富野氏 国際性を身につけろと言う意義、ハリウッド映画はなぜグローバルスタンダードになり得たのかというと、重要なのは、いろんな民族が1つの場に集まって作らざるをえなかった映画産業という構造があったと思っています。そうすると、言葉は通じないんだけれども、共通のテーマ、共通の物語、分かるような物語構造を作らなくてはいけなかったという研鑽があったと思っています。グローバルスタンダードというのはつまり、一つの民族の一つの趣味の、“オマエ”程度の趣味の、という押し付けだけでは絶対に獲得できるモノではない。

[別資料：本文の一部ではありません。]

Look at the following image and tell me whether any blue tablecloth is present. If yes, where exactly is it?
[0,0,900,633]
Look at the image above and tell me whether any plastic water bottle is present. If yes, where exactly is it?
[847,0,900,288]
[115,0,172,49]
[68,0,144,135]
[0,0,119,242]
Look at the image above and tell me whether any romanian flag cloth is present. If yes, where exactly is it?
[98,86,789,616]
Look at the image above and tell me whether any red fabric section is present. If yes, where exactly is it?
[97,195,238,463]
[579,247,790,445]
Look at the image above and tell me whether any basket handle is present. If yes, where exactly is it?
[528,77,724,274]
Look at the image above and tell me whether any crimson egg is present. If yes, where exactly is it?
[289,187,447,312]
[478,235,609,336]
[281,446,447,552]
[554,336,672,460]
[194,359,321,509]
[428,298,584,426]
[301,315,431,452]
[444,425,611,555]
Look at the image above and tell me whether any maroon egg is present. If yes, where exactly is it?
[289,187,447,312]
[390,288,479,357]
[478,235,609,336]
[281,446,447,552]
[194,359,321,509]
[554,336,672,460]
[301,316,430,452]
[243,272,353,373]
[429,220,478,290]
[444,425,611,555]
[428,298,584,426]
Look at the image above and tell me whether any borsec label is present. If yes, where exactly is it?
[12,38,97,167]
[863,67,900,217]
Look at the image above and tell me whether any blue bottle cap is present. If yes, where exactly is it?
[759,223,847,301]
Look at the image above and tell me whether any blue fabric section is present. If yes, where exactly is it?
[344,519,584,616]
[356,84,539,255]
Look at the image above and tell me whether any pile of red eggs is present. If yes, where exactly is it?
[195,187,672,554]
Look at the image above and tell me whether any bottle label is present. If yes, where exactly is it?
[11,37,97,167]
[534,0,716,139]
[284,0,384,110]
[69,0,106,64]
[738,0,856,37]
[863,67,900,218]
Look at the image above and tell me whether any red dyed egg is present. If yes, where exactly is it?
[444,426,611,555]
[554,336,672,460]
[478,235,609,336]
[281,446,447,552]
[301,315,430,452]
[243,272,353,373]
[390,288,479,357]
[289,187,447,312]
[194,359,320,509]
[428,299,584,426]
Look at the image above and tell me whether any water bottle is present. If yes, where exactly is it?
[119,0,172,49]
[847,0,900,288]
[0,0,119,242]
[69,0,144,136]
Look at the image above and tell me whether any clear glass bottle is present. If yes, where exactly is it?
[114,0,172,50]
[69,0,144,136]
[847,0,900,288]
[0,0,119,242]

技術なりアートなり、あらゆる表現というものは、多くの人に享受されてこそ表現であるならば、基本的にいろいろな民族の、ミックスカルチャーの上に立ったグローバルスタンダードを確立していかなければならない。すると日本は、少なくとも明治以来文化を概念的には列島の上にきちんと併存させることができた国家なんです。そしてその国家を支えてきた我々が、その歴史的な融合論を持ったうえで、21世紀後の、つまり循環系に対応していくグローバルスタンダードの技術なりアートを提供していくことが出来るのではないかと思っています。そういう意味では、諸君の活力に期待するところであります。ジー(ク)……。(会場大拍手)

●富野由悠季氏と東大がコラボ企画を!

本対談中、東大教授陣から富野氏に対し、将来の地球や日本がどうなるか、映像メディアを駆使して発信してくようなコラボレーションプロジェクトをしたいと持ちかけられた。事前打ち合わせにはなかった申し出に対して、富野氏は「身に余るご提案でびっくりしている」としながらも、快諾した。「僕にそれに対応できる能力があるとは思えないのですけれども、本当に面白がっちゃう人なので、こんな僕でもよろしければ、というのは、外交辞令でも謙遜でもありません。お手伝いさせていただければ嬉しく思います」(富野氏)。詳細はこれからなのだろうが、今回の対談は工学というよりも科学の立ち位置、日本と世界の関わりなど、今後の世界のあり方を問うテーマばかりだっただけに、コラボレーションプロジェクトの成果に期待したい。